La confrontación entre Estados Unidos y China ya no se limita al comercio ni a la tecnología: es una pugna estratégica entre dos modelos que compiten por moldear el siglo XXI. La decisión del presidente Trump de elevar los aranceles sobre productos chinos hasta un 145% —la cuarta subida en lo que va de año— marca un punto de no retorno. Y como en el weiqi (围棋), el antiguo juego chino de estrategia, lo que anda en juego no es una victoria rápida, sino el control del tablero a largo plazo.
En lugar de buscar un jaque mate inmediato, como haría un ajedrecista, Washington actúa como un jugador de weiqi decidido a cercar progresivamente a su oponente: impone aranceles a sectores clave, restringe el acceso a chips avanzados, presiona a aliados para que reduzcan la dependencia de China y reactiva pactos con docenas de países que habían quedado en suspenso. El objetivo no es solo frenar el ascenso chino, sino reconfigurar el sistema global de comercio e inversión.
La respuesta de Pekín sigue una lógica igualmente paciente y calculada.

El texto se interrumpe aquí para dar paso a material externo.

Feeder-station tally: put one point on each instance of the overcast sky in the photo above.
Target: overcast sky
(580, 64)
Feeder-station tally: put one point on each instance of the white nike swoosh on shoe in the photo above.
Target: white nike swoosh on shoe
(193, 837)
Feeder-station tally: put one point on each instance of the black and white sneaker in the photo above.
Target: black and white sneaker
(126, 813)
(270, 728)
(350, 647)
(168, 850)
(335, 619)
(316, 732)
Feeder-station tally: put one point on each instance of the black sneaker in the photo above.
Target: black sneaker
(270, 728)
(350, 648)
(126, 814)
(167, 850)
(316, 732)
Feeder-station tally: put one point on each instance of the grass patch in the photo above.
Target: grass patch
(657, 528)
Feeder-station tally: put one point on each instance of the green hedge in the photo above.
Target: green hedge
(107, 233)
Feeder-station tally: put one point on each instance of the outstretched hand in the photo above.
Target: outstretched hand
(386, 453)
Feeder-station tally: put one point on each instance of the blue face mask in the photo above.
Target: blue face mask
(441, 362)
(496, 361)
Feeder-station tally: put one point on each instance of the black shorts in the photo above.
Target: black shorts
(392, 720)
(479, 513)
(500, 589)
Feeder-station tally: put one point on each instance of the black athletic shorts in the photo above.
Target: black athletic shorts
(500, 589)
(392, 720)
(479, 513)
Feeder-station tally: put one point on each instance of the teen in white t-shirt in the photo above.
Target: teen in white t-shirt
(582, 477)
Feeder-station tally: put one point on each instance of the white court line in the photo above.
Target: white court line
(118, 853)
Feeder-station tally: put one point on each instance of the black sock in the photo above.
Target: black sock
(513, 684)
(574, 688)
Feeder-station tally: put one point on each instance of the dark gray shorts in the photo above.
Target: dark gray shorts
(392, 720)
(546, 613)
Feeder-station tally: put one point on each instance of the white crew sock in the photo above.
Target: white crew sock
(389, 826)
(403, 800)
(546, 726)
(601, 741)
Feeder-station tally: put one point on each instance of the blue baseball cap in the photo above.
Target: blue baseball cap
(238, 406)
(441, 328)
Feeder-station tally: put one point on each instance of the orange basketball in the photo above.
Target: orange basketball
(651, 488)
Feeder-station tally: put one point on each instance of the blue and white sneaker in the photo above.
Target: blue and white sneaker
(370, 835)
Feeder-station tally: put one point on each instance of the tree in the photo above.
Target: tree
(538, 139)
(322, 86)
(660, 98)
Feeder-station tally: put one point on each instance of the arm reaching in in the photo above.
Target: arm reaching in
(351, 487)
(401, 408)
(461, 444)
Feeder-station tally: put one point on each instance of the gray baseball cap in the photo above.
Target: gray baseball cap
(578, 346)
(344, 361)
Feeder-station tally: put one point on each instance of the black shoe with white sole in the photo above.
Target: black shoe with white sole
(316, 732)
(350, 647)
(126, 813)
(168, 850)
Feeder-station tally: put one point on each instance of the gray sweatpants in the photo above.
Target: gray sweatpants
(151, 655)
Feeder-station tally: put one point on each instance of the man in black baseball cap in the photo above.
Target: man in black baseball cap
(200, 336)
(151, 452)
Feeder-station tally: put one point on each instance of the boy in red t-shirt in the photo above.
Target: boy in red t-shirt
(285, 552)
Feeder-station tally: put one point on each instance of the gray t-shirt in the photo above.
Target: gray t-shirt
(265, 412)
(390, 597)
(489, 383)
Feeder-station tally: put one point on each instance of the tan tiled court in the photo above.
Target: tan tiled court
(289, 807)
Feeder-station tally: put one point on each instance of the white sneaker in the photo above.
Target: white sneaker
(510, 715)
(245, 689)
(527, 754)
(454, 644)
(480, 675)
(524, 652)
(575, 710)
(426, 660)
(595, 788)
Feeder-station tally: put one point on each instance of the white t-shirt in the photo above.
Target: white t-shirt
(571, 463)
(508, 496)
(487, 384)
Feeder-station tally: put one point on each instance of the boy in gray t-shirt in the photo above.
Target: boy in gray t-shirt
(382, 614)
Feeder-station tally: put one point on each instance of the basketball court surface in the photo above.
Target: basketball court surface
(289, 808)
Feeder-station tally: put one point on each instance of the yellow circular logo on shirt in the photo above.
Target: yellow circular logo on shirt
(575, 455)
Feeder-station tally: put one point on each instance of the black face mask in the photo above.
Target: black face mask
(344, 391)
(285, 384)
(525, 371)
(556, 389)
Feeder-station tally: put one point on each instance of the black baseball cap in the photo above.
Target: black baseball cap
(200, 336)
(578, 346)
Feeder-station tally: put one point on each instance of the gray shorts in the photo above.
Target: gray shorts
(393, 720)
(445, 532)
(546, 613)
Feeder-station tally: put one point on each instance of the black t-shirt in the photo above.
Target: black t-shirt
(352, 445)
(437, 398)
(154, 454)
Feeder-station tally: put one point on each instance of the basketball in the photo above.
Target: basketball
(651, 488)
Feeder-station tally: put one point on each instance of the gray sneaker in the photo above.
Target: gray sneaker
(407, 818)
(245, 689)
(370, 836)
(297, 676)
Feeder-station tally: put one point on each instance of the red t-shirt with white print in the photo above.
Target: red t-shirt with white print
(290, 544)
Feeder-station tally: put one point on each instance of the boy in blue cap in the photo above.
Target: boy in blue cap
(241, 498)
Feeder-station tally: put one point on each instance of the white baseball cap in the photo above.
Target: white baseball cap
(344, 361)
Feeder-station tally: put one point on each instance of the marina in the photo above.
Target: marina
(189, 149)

A las contramedidas económicas —aranceles del 84%, restricciones a DuPont y vetos en el sector cultural— se suman movimientos más sombríos: según revelaciones del gobierno estadounidense, altos funcionarios chinos habrían reconocido su implicación indirecta en los ciberataques a infraestructuras críticas en EE.UU., un aviso tácito de que la disuasión ahora también opera en el ciberespacio.